Note also, that historical the word size of early machines was usually way larger than their address size. For example a machine as late as a 1959 IBM 7090 had 36 bit words (and registers) but only a 15 bit address size. Likewise the already mentioned standard setting IBM /360, which had byte addressable memory and 32 bit words and registers, but a 24 bit address (*7).
So today's approach of one size fits all, include the equivalence of word size equalling address size is a rather new one (*8).
BTW, looking at your numbers, the 8086 might be the perfect CPU to your idea of 'a more incremental increase'. It's a
- 16 bit CPU (register and word size), with
- 16 bit data bus (allows to fetch a word at once), but
- byte addressing (i.e. smallest generic accessible item) and a
- 20 bit address, while
- only needing 16 bit addresses for most operations.
In fact, is this 'incremental' improvement what (IMHO) made the x86 the success it was - a code density comparable to 8 bit CPUs of similar capabilities but an address range far larger than 64 KiB.
*1 - No, Unicode wasn't a thing back then, not even the 7 bit ASCII. It was the 8 bit byte of the /360 that changed it by being able to store everything anyone could ever need from a character set ... well, in 1965 that is.
*2 - Smaller machines were going for 18 bit, still handling the same issue.
*3 - Some machines had bit manipulation instructions to extract bit groups, still, it wasn't the simple
c = *s++; process of a byte addressable ISA.
*4 - Temporary unpacking excluded.
*5 - In the early days of integrated circuits any computer manufacturer did build their own chips, no matter if IBM or RCA, HP or CDC, Philips or Siemens.
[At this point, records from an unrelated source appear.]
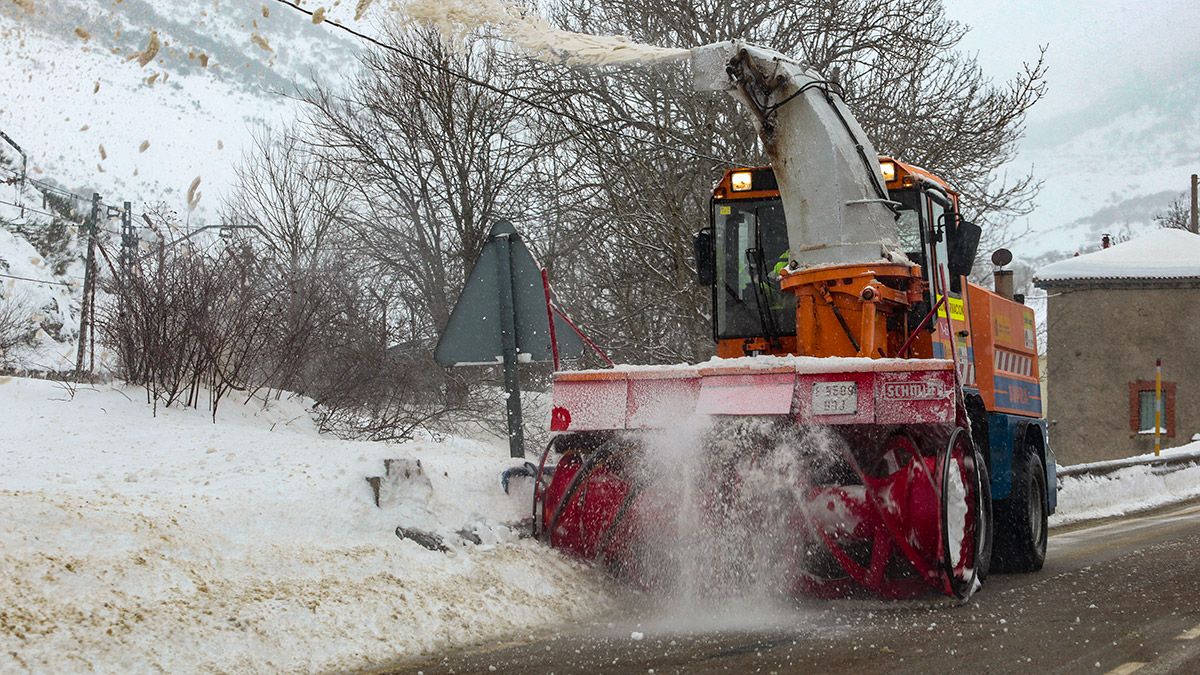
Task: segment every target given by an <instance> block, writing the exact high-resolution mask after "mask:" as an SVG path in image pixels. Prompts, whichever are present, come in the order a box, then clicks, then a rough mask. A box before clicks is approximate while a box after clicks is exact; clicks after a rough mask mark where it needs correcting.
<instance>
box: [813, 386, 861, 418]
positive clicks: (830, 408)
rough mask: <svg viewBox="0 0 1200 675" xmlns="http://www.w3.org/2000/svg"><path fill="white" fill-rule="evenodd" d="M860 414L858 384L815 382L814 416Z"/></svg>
mask: <svg viewBox="0 0 1200 675" xmlns="http://www.w3.org/2000/svg"><path fill="white" fill-rule="evenodd" d="M856 412H858V383H857V382H814V383H812V414H854V413H856Z"/></svg>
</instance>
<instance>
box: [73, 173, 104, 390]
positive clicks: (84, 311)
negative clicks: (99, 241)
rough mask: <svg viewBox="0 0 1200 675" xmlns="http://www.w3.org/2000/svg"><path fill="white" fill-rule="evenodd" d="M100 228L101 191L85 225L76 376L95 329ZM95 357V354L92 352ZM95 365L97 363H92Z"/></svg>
mask: <svg viewBox="0 0 1200 675" xmlns="http://www.w3.org/2000/svg"><path fill="white" fill-rule="evenodd" d="M98 228H100V193H98V192H92V193H91V215H90V216H88V222H86V223H85V225H84V231H86V233H88V258H86V263H85V267H84V273H83V300H82V301H80V304H79V350H78V352H77V353H76V377H78V376H80V375H82V374H83V357H84V353H85V352H86V350H88V344H89V337H90V335H89V333H90V329H95V321H94V318H95V313H94V309H95V307H94V304H95V298H96V292H95V291H96V288H95V286H96V231H97V229H98ZM92 359H95V354H92ZM92 365H95V363H92Z"/></svg>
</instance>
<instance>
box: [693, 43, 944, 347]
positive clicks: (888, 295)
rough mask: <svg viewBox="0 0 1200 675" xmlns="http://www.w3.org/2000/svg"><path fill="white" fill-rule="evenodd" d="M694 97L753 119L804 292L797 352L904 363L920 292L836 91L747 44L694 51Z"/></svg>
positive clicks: (796, 276)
In fact, the start of Pure Play independent chip manufacturing, like Fairchild and its Fairchildren, is what enabled the computer revolution of the 1970s. With them, one didn't have to design and manufacture all chips needed for a computer in house, but could focus on designing the machine from existing components.
Kind of what has been repeated in the 2000s, by TMSC and others, enabling fabless production due providing low level buildign blocks (process design kit) and handling all physical manufacturing.
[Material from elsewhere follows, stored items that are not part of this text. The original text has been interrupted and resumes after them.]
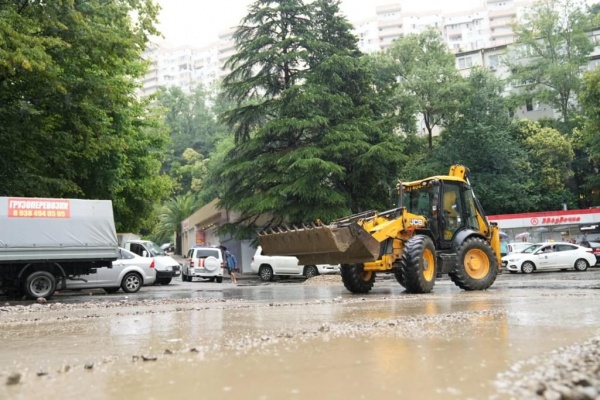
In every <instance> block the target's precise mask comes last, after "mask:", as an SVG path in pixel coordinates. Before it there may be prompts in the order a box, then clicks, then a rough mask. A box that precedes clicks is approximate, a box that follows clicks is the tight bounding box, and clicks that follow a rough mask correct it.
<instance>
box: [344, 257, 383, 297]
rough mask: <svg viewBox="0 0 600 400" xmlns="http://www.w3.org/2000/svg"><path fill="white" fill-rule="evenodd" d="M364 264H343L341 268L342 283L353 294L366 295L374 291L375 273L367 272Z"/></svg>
mask: <svg viewBox="0 0 600 400" xmlns="http://www.w3.org/2000/svg"><path fill="white" fill-rule="evenodd" d="M364 268H365V267H364V265H363V264H343V265H342V268H341V274H342V282H344V286H345V287H346V289H348V290H349V291H350V292H352V293H356V294H364V293H369V291H370V290H371V289H373V283H374V282H375V272H373V271H365V269H364Z"/></svg>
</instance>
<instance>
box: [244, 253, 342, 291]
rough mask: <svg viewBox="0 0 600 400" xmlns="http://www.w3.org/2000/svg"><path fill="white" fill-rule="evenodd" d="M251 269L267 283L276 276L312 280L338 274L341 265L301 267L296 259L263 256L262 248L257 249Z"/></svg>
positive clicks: (252, 261)
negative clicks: (319, 276) (317, 278)
mask: <svg viewBox="0 0 600 400" xmlns="http://www.w3.org/2000/svg"><path fill="white" fill-rule="evenodd" d="M250 268H251V269H252V272H254V273H256V274H258V276H259V277H260V279H261V280H263V281H265V282H268V281H272V280H273V277H274V276H280V277H289V276H304V277H306V278H312V277H313V276H316V275H321V274H337V273H339V272H340V265H339V264H337V265H330V264H317V265H299V264H298V259H297V258H296V257H289V256H268V255H266V254H263V252H262V247H261V246H258V248H257V249H256V252H255V253H254V257H252V262H251V263H250Z"/></svg>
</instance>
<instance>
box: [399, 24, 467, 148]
mask: <svg viewBox="0 0 600 400" xmlns="http://www.w3.org/2000/svg"><path fill="white" fill-rule="evenodd" d="M388 54H389V55H390V56H391V57H392V58H393V59H394V60H395V61H396V63H397V69H396V73H397V76H398V77H399V78H400V82H399V89H398V90H399V95H400V96H401V97H404V98H405V99H406V100H405V101H404V103H405V104H411V106H410V107H411V108H412V109H413V110H415V111H416V112H417V113H418V114H419V115H420V116H421V117H422V118H423V122H424V124H425V129H427V135H428V138H429V149H432V148H433V133H434V132H433V130H434V129H435V127H436V126H441V125H443V124H444V122H445V121H446V120H447V119H448V118H450V117H451V116H452V115H453V114H454V113H455V112H456V110H457V109H458V107H459V106H460V100H461V98H462V96H463V94H464V93H465V85H464V82H463V79H462V78H461V76H460V74H459V73H458V71H457V69H456V66H455V62H456V58H455V57H454V55H453V54H451V53H450V52H449V51H448V46H447V45H446V44H445V43H444V41H443V39H442V37H441V35H440V33H439V32H438V31H436V30H434V29H433V28H429V29H427V30H426V31H424V32H423V33H419V34H411V35H408V36H406V37H404V38H400V39H398V40H396V41H394V42H393V43H392V45H391V46H390V48H389V50H388Z"/></svg>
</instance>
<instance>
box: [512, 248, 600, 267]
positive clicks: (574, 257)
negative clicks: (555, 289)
mask: <svg viewBox="0 0 600 400" xmlns="http://www.w3.org/2000/svg"><path fill="white" fill-rule="evenodd" d="M502 265H503V267H504V268H505V269H506V270H507V271H508V272H511V273H516V272H519V271H521V272H523V273H524V274H530V273H532V272H533V271H539V270H552V269H560V270H566V269H575V270H576V271H585V270H586V269H588V267H590V266H592V265H596V257H595V256H594V255H593V254H592V252H591V249H588V248H585V247H582V246H578V245H576V244H571V243H563V242H556V243H536V244H534V245H533V246H529V247H528V248H526V249H525V250H523V251H522V252H521V253H513V254H509V255H506V256H504V257H502Z"/></svg>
*6 - Might need really deep pockets.
*7 - A step copied by Motorola's 68k a decade later :)
*8 - And when looking close then even the seemingly 64 bit addressing capabilities of a x86-64 turns into 'only' 48 bits maximum virtual address space and a (theoretical) 52 bit physical address space.
Alternatively, machines would use each word of memory as a "word" in a literal sense, since six 6-bit characters would very nicely hold a FORTRAN identifier. Sep 6, 2022 at 18:58
@supercat causality was rather the other way around - identifiers (not just FORTRAN) were 6 characters as they could be easy handled as words.– RaffzahnSep 6, 2022 at 19:01
1Was the term "word" used to describe such chunks of storage prior to their usage to hold symbols? The allowable size of the symbols would naturally have been chosen to fit the capacity of machine storage units, but the use of machine storage chunks to hold symbols would make the use of the term "word" quite natural. Sep 6, 2022 at 19:06
1@supercat re 'word'. Yes. See e.g. this 1953 paper on the IBM 701. See page 2 under 'number system'; the source is not amenable to cut'n'paste. Sep 6, 2022 at 21:46
@another-dave: Thanks for that link. Fascinating stuff. Sep 9, 2022 at 16:27
101= 1(2^2) + 0(2^1) + 1(2^0) and not something based on multiplication. And the question body is very confusing to me as well.